Proseguendo oltre, l’Assonime analizza l’ipotesi in cui coesistano attività rientranti nel perimetro applicativo dell’agevolazione e attività soggette invece a IRES ordinaria, così come peraltro ammesso dalla stessa disposizione là dove impone la tenuta di separate evidenze contabili per le componenti che beneficiano del regime di reshoring. Anche in questo caso, l’applicazione della disposizione di cui all’art. 83 TUIR dovrebbe consentire una compensazione infra-periodo delle perdite conseguite dalle attività agevolate nella misura del 50% con i redditi conseguiti da quelle condotte dal contribuente in regime ordinario, in analogia con la disciplina della branch exemption.

Dal nostro punto di vista, simili conclusioni potrebbero estendersi anche al caso in cui la società conduca un unico business soggetto al regime del reshoring e alla fine del periodo agevolabile disponga di perdite a riporto. Tali perdite, come per le società dove si verifica una compresenza tra il regime agevolato e quello ordinario, non dovrebbero trovare limiti al loro riporto e alla compensazione, seppur nella misura del 50%.

D.2. La presenza di più attività comporta che alcuni costi possano avere natura promiscua ed essere pertanto riferibili indistintamente tanto all’attività agevolata quando a quelle ordinarie.

In questi casi, l’Assonime suggerisce il ricorso a un criterio oggettivo e verificabile come l’allocazione di tali costi in base ai ricavi, così come previsto per altri regimi speciali (cfr. art. 159, comma 3, TUIR in materia di ripartizione di costi promiscui riferibili ad attività in regime di tonnage tax e ad attività in regime ordinario).
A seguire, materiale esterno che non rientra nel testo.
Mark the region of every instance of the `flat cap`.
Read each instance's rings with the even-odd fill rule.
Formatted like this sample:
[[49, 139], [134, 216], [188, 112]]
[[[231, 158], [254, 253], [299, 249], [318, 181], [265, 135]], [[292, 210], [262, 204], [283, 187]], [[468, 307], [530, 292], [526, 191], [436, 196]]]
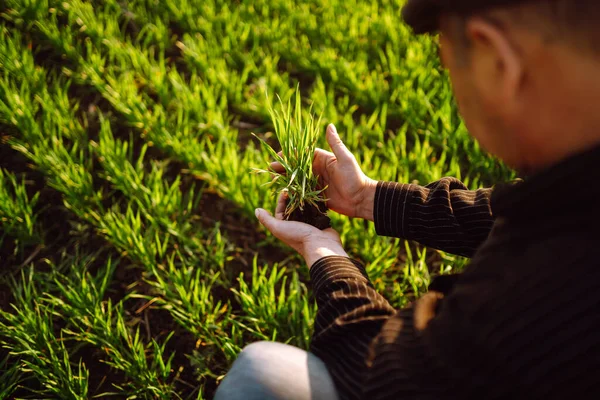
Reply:
[[529, 3], [534, 0], [408, 0], [402, 18], [415, 33], [435, 32], [442, 14], [468, 15], [477, 11]]

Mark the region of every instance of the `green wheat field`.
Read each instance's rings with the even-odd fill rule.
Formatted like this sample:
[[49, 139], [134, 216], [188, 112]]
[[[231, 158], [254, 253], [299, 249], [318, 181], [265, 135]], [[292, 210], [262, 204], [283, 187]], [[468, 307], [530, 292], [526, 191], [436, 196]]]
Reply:
[[[402, 3], [0, 1], [0, 398], [212, 398], [245, 345], [308, 348], [308, 270], [254, 218], [275, 95], [374, 179], [512, 179]], [[466, 263], [331, 217], [396, 307]]]

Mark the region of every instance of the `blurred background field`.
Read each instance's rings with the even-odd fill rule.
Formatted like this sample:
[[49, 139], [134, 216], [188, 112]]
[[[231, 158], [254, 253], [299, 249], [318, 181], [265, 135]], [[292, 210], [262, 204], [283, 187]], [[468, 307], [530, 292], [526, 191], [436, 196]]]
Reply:
[[[212, 398], [248, 343], [308, 348], [256, 133], [297, 85], [370, 177], [513, 178], [402, 0], [0, 2], [0, 398]], [[465, 260], [332, 215], [396, 307]]]

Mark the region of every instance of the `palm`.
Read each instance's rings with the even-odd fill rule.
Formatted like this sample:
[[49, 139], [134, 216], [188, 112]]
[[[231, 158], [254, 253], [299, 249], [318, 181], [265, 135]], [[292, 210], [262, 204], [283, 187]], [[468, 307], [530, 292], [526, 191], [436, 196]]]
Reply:
[[[325, 168], [320, 168], [321, 166]], [[364, 175], [358, 165], [342, 164], [332, 153], [322, 151], [316, 154], [314, 167], [322, 187], [327, 186], [327, 206], [340, 214], [356, 216], [364, 181]]]
[[302, 222], [284, 220], [286, 202], [287, 192], [282, 192], [277, 200], [274, 217], [264, 210], [257, 210], [256, 216], [275, 237], [302, 254], [309, 268], [321, 257], [348, 256], [342, 247], [340, 235], [335, 230], [319, 230]]

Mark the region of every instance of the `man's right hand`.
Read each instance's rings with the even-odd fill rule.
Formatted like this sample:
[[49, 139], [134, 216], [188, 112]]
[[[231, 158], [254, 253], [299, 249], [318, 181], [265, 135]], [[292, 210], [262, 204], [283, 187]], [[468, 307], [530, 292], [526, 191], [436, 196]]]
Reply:
[[[327, 186], [324, 192], [327, 207], [349, 217], [372, 221], [377, 181], [362, 172], [333, 124], [327, 127], [327, 143], [333, 153], [317, 149], [313, 160], [313, 173], [319, 177], [321, 187]], [[281, 172], [283, 167], [274, 162], [271, 169]]]

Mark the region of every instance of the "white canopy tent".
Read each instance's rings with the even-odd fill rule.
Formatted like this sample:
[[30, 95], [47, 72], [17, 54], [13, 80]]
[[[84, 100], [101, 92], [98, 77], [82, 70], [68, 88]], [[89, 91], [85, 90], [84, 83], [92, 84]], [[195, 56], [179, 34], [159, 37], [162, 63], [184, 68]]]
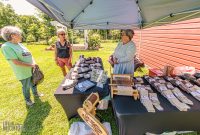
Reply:
[[73, 29], [140, 29], [200, 14], [200, 0], [27, 0]]

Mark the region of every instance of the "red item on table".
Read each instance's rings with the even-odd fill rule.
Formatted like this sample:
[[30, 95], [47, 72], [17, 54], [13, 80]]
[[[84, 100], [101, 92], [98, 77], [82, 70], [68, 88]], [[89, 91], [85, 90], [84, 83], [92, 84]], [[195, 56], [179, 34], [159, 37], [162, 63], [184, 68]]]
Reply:
[[195, 74], [195, 67], [189, 66], [182, 66], [182, 67], [175, 67], [173, 70], [173, 74], [175, 75], [183, 75], [183, 74]]
[[160, 69], [157, 69], [157, 68], [150, 68], [149, 69], [149, 76], [151, 76], [151, 77], [163, 76], [163, 72]]

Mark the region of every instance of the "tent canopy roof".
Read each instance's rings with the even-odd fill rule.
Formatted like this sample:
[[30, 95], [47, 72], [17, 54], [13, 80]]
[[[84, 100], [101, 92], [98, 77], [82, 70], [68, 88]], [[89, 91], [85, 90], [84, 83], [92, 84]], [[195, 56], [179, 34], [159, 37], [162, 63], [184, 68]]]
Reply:
[[200, 0], [27, 0], [74, 29], [138, 29], [200, 16]]

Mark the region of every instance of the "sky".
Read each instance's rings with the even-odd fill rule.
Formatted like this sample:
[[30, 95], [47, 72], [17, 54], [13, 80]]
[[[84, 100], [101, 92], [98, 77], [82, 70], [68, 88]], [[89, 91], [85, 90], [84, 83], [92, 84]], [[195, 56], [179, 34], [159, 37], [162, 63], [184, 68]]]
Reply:
[[26, 0], [0, 0], [3, 4], [10, 4], [19, 15], [35, 15], [36, 8]]

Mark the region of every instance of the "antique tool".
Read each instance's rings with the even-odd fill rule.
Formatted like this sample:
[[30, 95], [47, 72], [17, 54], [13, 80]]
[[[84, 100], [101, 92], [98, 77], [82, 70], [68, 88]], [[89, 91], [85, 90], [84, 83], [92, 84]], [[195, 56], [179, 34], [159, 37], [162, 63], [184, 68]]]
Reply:
[[121, 96], [133, 96], [134, 100], [139, 99], [138, 90], [134, 90], [132, 87], [127, 86], [111, 86], [112, 87], [112, 97], [113, 95], [121, 95]]
[[83, 102], [83, 108], [86, 109], [88, 113], [96, 115], [96, 105], [99, 102], [99, 94], [92, 93], [89, 97]]
[[111, 74], [111, 84], [133, 85], [133, 75], [131, 74]]
[[98, 93], [91, 93], [89, 97], [83, 102], [83, 107], [78, 108], [80, 117], [90, 126], [95, 135], [109, 135], [107, 129], [95, 117], [96, 105], [99, 102]]
[[131, 74], [111, 74], [111, 98], [113, 95], [133, 96], [139, 99], [139, 92], [133, 89], [133, 75]]

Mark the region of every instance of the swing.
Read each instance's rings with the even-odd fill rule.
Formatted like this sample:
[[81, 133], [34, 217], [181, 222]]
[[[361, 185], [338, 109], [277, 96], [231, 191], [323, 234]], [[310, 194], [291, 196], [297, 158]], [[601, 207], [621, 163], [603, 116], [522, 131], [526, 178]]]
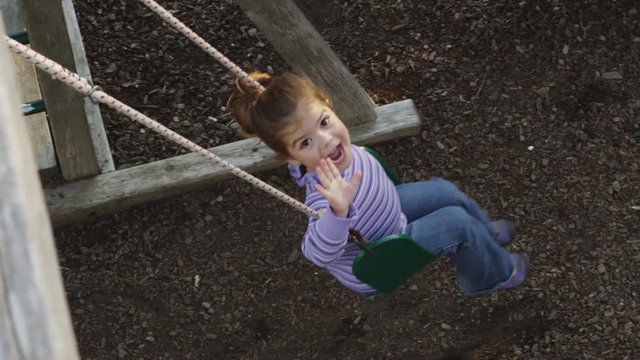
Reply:
[[[401, 184], [400, 177], [386, 161], [371, 148], [363, 148], [371, 154], [386, 172], [394, 185]], [[358, 237], [358, 233], [352, 233]], [[362, 244], [362, 241], [359, 242]], [[388, 294], [402, 285], [413, 274], [437, 258], [408, 235], [389, 235], [372, 241], [353, 261], [353, 274], [365, 284]]]
[[389, 235], [368, 245], [353, 261], [353, 274], [388, 294], [436, 259], [408, 235]]
[[[175, 19], [173, 15], [171, 15], [165, 9], [161, 8], [153, 0], [141, 1], [158, 15], [160, 15], [165, 21], [177, 28], [180, 32], [189, 37], [193, 42], [202, 47], [207, 53], [216, 58], [216, 60], [225, 65], [240, 79], [246, 81], [251, 86], [254, 86], [259, 90], [264, 90], [262, 85], [252, 79], [246, 72], [238, 68], [231, 62], [231, 60], [224, 57], [224, 55], [218, 52], [202, 38], [195, 35], [193, 31], [184, 26], [184, 24]], [[78, 92], [81, 92], [85, 96], [88, 96], [90, 99], [92, 99], [92, 101], [105, 104], [108, 107], [125, 114], [132, 120], [135, 120], [142, 125], [150, 128], [156, 133], [183, 146], [184, 148], [212, 160], [214, 163], [230, 170], [232, 174], [240, 177], [243, 180], [246, 180], [257, 188], [270, 193], [278, 199], [289, 203], [296, 209], [310, 216], [320, 217], [319, 212], [311, 209], [310, 207], [297, 201], [296, 199], [291, 198], [280, 190], [273, 188], [272, 186], [243, 171], [242, 169], [219, 158], [212, 152], [200, 147], [199, 145], [168, 129], [167, 127], [148, 118], [144, 114], [136, 111], [135, 109], [105, 93], [98, 86], [93, 86], [92, 84], [88, 83], [79, 75], [70, 72], [61, 65], [51, 61], [50, 59], [47, 59], [46, 57], [38, 54], [31, 49], [28, 49], [27, 47], [13, 39], [5, 37], [5, 40], [8, 42], [9, 48], [13, 52], [25, 57], [25, 59], [32, 62], [41, 70], [49, 73], [54, 78], [57, 78], [58, 80], [64, 82], [65, 84], [74, 88]], [[382, 157], [378, 153], [370, 148], [364, 148], [364, 150], [366, 150], [375, 159], [378, 160], [378, 162], [384, 168], [385, 173], [393, 181], [394, 184], [398, 185], [401, 183], [397, 173], [382, 159]], [[418, 272], [425, 265], [436, 258], [436, 255], [426, 251], [422, 246], [420, 246], [413, 239], [406, 235], [390, 235], [371, 243], [367, 243], [367, 241], [362, 238], [357, 230], [350, 229], [349, 232], [351, 234], [350, 239], [356, 240], [358, 245], [363, 248], [361, 253], [353, 262], [353, 273], [358, 279], [370, 285], [381, 293], [392, 292], [404, 281], [406, 281], [411, 275]]]

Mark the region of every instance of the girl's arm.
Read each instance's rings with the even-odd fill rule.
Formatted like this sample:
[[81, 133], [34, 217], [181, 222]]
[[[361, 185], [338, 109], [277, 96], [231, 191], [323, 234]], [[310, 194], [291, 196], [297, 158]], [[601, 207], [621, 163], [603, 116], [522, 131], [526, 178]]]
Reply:
[[347, 244], [349, 228], [357, 219], [357, 211], [351, 205], [361, 172], [356, 172], [349, 181], [342, 178], [333, 162], [323, 159], [316, 173], [322, 185], [307, 197], [307, 205], [323, 211], [319, 219], [310, 218], [302, 243], [302, 252], [319, 266], [337, 259]]
[[338, 217], [331, 210], [328, 201], [318, 192], [309, 194], [306, 204], [322, 212], [320, 218], [310, 217], [302, 242], [302, 253], [318, 266], [326, 266], [342, 255], [349, 237], [349, 228], [358, 218], [358, 213], [350, 206], [346, 217]]

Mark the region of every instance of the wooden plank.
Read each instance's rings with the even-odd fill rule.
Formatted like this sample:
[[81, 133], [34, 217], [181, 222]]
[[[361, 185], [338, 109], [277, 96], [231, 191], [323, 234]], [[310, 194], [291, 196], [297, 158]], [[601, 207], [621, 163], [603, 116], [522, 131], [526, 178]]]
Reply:
[[[411, 100], [378, 107], [376, 113], [376, 121], [350, 130], [354, 143], [367, 145], [420, 134], [420, 118]], [[256, 139], [247, 139], [209, 150], [251, 173], [282, 166], [270, 149], [256, 144]], [[186, 154], [46, 189], [45, 193], [51, 221], [57, 226], [200, 189], [231, 176], [201, 155]]]
[[[73, 50], [73, 56], [75, 58], [76, 74], [92, 81], [91, 71], [89, 71], [89, 62], [87, 60], [87, 54], [84, 51], [84, 43], [82, 42], [80, 25], [78, 24], [76, 11], [73, 7], [73, 1], [62, 0], [62, 8], [67, 23], [69, 40], [71, 41], [71, 49]], [[87, 122], [89, 124], [89, 133], [91, 134], [91, 141], [93, 142], [93, 148], [98, 160], [100, 173], [104, 174], [115, 171], [116, 168], [113, 164], [113, 158], [111, 157], [111, 148], [109, 147], [109, 141], [104, 129], [100, 106], [98, 104], [94, 104], [86, 97], [83, 98], [83, 100], [84, 109], [87, 114]]]
[[[20, 3], [16, 0], [7, 1], [2, 6], [2, 18], [5, 20], [7, 34], [24, 31]], [[41, 99], [35, 67], [17, 55], [12, 54], [13, 64], [18, 84], [20, 84], [20, 101], [27, 102]], [[56, 167], [56, 154], [53, 148], [53, 140], [49, 131], [49, 123], [45, 114], [34, 114], [26, 118], [27, 133], [33, 152], [36, 156], [38, 169], [47, 170]]]
[[375, 119], [374, 103], [293, 0], [236, 0], [293, 69], [329, 94], [348, 127]]
[[[33, 49], [87, 77], [88, 69], [79, 67], [83, 64], [84, 54], [80, 51], [82, 42], [79, 31], [74, 28], [77, 22], [72, 14], [71, 0], [23, 0], [22, 11]], [[97, 175], [101, 172], [101, 167], [105, 166], [113, 169], [110, 154], [108, 159], [99, 158], [99, 155], [105, 154], [106, 137], [102, 143], [93, 141], [95, 135], [92, 134], [92, 129], [93, 132], [104, 132], [101, 118], [88, 120], [89, 115], [96, 114], [87, 111], [88, 106], [96, 105], [40, 70], [38, 79], [47, 107], [58, 164], [64, 178], [75, 180]]]
[[[31, 63], [12, 54], [14, 69], [18, 83], [20, 84], [20, 101], [27, 102], [40, 99], [40, 89], [36, 79], [36, 70]], [[49, 131], [49, 123], [45, 113], [33, 114], [24, 117], [27, 124], [27, 134], [31, 147], [36, 156], [38, 169], [46, 170], [56, 167], [56, 154], [53, 148], [53, 140]]]
[[42, 187], [25, 124], [16, 121], [22, 114], [11, 62], [0, 46], [0, 357], [75, 360]]

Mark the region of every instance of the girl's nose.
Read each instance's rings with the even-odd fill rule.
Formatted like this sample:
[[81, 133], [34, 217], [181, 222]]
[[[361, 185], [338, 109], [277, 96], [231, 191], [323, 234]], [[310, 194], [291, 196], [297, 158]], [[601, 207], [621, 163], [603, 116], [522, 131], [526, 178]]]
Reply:
[[329, 144], [331, 144], [331, 134], [329, 134], [329, 132], [327, 132], [327, 131], [321, 131], [320, 132], [320, 145], [322, 145], [322, 147], [326, 147]]

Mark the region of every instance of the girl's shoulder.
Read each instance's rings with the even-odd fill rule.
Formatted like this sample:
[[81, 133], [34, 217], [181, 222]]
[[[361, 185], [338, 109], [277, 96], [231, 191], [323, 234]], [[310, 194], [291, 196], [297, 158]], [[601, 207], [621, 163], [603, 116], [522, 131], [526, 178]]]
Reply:
[[299, 187], [308, 187], [318, 182], [314, 172], [308, 171], [307, 167], [301, 164], [289, 164], [289, 174], [296, 181]]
Peraltro, una soluzione di carattere analogo era già stata adottata dalla prassi con riferimento al regime della società armatoriali, che parrebbe del tutto simile a quello in parola poiché prevede un abbattimento del reddito imponibile nella misura dell’80%.

L’allocazione secondo tale criterio dovrebbe precludere l’applicazione della disciplina di cui all’art. 109, comma 5, TUIR, in base alla quale i costi promiscui sono deducibili in misura corrispondente al rapporto tra i ricavi tassati (o non tassati in quanto esclusi) e il totale dei ricavi, prevedendo la sterilizzazione della porzione di costi generali riferibili ai ricavi esenti. In particolare, l’inoperatività del citato art. 109, comma 5 sarebbe giustificata, da un lato, dal fatto che la detassazione nel contesto del reshoring non riguarda proventi ma il reddito in generale e, dall’altro, dalla volontà di evitare possibili distorsioni generate da una doppia sterilizzazione.

D.3. Un esempio di costi comuni ad attività agevolate e soggette a tassazione ordinaria potrebbe essere rappresentato dagli interessi passivi, i quali, lo si anticipa, presentano per loro natura talune peculiarità.

La Circolare Assonime in commento sembrerebbe suggerire di procedere, in prima battuta, ad un calcolo separato ai sensi dell’art. 96 TUIR degli interessi deducibili (o eccedenti) afferenti l’attività agevolata e le altre attività mediante la predisposizione di due distinti ROL. In un secondo momento, i risultati così ottenuti dovrebbero essere consolidati.

Va evidenziato che, in caso di finanziamenti, l’imputazione degli interessi passivi solamente all’attività trasferita dovrebbe essere consentita solo se questi ultimi sono contratti esclusivamente con l’intento di finanziare detta attività (cfr. Risposta a interpello n. 745 del 27 ottobre 2021, in materia di rinuncia ai crediti da parte del socio di una società che applica il regime del “Registro Internazionale”) e, in caso contrario, dovrebbe essere consentita l’allocazione solo della quota riferibile all’attività agevolata.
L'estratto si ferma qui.